How to get the domain of $x^x$?

Question

The function $$f(x)=x^x.$$ is defined on $(0,\infty)$ because it is equal to $\exp\left(x\log\left(x\right)\right)$. But what happen when $x\leqslant0$? I tried for example $x=-1$, so $f(-1)=-1^{-1}=\dfrac{1}{-1^1}=-1$ and $x=-2$, so $f(-2)=-2^{-2}=\dfrac{1}{-2^2}=.25$ and $x=-.5$, so $f(-.5)=-.5^{-.5}=\dfrac{1}{\sqrt{-.5}}=\text{?}$

Answer 1

When $x< 0$ you have to resort to complex numbers, because there the function $z^z$ is multi-valued, depending on which branch of the complex $\log$ function you take.
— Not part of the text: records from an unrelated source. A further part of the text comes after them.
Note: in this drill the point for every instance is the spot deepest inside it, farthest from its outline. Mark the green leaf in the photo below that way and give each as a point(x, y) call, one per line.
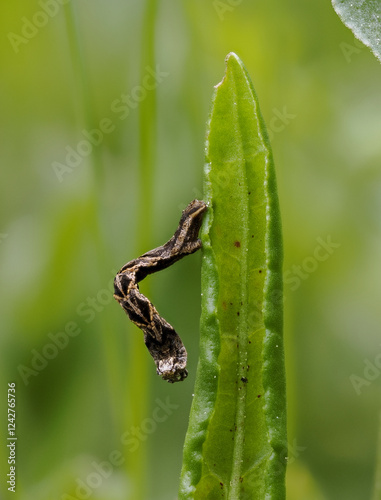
point(236, 441)
point(363, 17)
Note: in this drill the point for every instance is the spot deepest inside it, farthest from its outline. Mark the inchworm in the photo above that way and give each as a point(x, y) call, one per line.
point(162, 341)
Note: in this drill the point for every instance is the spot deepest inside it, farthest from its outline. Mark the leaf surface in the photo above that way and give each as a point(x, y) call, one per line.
point(363, 17)
point(236, 442)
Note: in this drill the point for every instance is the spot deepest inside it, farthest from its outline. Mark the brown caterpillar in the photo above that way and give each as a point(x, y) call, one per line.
point(162, 341)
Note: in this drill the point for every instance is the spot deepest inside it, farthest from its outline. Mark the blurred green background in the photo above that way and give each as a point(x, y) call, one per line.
point(93, 418)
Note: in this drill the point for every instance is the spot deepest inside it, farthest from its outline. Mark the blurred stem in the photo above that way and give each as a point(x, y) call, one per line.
point(139, 363)
point(87, 117)
point(377, 478)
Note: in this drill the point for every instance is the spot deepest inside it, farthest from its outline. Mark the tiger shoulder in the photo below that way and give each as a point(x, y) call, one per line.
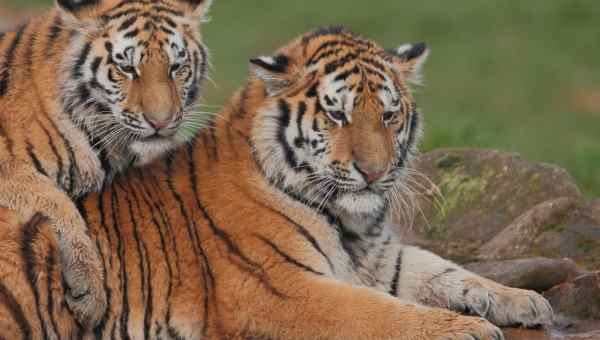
point(88, 89)
point(273, 224)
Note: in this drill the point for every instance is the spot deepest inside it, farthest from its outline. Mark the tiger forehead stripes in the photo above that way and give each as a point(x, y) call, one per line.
point(143, 65)
point(204, 245)
point(86, 91)
point(342, 115)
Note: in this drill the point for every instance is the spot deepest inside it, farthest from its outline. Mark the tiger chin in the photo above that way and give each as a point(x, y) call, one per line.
point(273, 224)
point(87, 90)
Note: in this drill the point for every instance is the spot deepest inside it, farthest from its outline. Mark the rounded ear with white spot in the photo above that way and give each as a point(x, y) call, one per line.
point(197, 8)
point(409, 59)
point(78, 11)
point(272, 71)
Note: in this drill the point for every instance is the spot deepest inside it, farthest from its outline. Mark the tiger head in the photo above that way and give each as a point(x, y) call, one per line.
point(338, 126)
point(133, 72)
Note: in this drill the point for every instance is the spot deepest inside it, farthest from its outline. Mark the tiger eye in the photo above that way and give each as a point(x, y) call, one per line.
point(337, 115)
point(388, 115)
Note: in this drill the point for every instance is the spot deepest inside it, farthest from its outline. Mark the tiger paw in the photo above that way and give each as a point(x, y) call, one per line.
point(505, 306)
point(85, 295)
point(471, 328)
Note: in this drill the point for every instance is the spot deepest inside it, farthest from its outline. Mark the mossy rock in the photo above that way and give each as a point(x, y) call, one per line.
point(483, 192)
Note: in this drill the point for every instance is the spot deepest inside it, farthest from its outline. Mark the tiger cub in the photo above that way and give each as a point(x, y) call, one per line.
point(273, 223)
point(87, 90)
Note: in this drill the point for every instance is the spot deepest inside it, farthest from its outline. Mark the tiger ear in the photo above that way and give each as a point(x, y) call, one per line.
point(409, 60)
point(78, 10)
point(272, 71)
point(196, 8)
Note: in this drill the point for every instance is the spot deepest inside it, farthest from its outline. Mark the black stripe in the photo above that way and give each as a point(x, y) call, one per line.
point(339, 62)
point(28, 240)
point(248, 265)
point(36, 162)
point(131, 199)
point(59, 160)
point(127, 23)
point(8, 60)
point(122, 259)
point(396, 278)
point(29, 51)
point(83, 55)
point(192, 231)
point(147, 198)
point(50, 266)
point(72, 159)
point(284, 123)
point(287, 257)
point(101, 327)
point(55, 31)
point(279, 65)
point(8, 300)
point(164, 216)
point(299, 142)
point(131, 34)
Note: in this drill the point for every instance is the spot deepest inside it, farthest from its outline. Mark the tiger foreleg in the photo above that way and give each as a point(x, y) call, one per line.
point(323, 308)
point(26, 192)
point(426, 278)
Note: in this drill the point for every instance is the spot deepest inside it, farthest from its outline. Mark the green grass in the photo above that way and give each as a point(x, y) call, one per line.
point(503, 74)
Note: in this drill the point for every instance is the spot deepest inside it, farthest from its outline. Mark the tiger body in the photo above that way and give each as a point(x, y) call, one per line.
point(71, 116)
point(242, 234)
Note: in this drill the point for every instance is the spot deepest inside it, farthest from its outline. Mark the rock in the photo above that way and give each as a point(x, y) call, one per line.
point(497, 206)
point(579, 298)
point(577, 237)
point(567, 329)
point(518, 238)
point(535, 273)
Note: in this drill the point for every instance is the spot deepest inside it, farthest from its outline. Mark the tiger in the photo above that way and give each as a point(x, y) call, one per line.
point(273, 223)
point(87, 90)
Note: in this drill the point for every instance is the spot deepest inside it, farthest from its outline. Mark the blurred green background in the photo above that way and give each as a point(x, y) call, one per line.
point(520, 76)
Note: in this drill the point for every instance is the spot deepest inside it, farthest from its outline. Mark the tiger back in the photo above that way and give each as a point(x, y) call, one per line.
point(87, 90)
point(272, 223)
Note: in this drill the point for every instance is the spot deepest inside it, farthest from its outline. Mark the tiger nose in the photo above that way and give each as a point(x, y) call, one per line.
point(159, 123)
point(369, 174)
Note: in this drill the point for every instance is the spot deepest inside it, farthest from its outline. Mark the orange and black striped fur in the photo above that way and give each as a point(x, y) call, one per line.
point(86, 90)
point(272, 224)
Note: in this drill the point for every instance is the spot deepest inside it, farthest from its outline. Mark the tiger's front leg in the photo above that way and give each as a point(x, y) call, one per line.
point(26, 193)
point(426, 278)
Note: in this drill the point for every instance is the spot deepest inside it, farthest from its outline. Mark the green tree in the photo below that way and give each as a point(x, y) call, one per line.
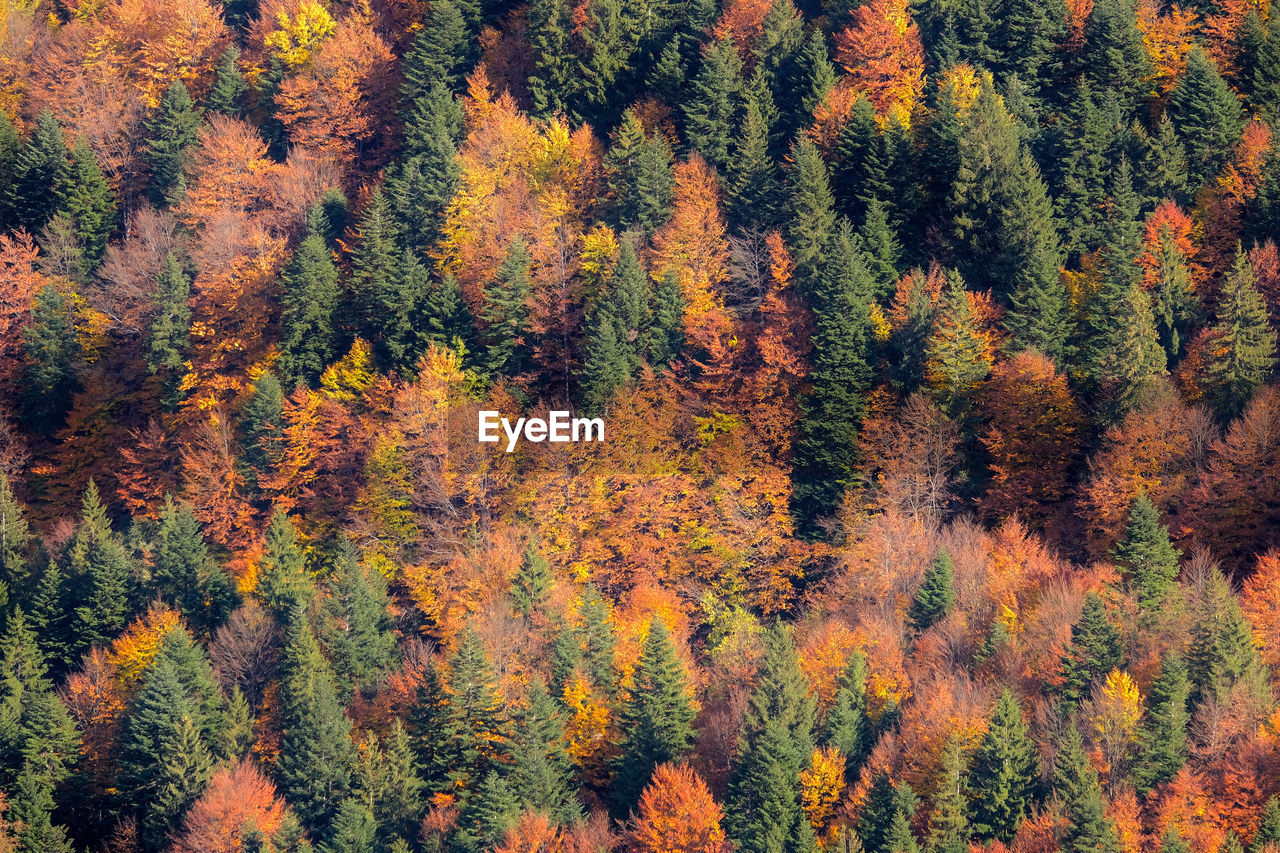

You still decompose as you say as:

$$z^z=\exp(z\cdot \log(z))$$

Now, the $\mathit{complex}$ function $\log$ is defined for all complex numbers except 0 (with continuity modulo a branch cut which starts at 0 and may extend out to infinity in any direction).

If we take the cut to be the negative $x$-axis, and consider the value $-r\lt 0$, with $r>0$, then,

$$\log(-r)=\ln|-r|+(\pi+2k\pi)\cdot i,k\in\mathbb{Z}\Rightarrow$$

$$z^z|_{(-r)}=\exp\{(-r)\cdot(\ln|-r|+(\pi+2k\pi)\cdot i)\},k\in\mathbb{Z}$$

The last expression gives you the possible values of the complex function $z^z$ at $z=-r$, for $k\in\mathbb{Z}$.

In particular, the principal value will be had for $k=0$:

$$z^z|_{(-r)}=\exp\{(-r)\cdot(\ln|-r|+\pi\cdot i)\}$$

For example, for $z=-0.5$, $z^z=-\sqrt{2}\cdot i$.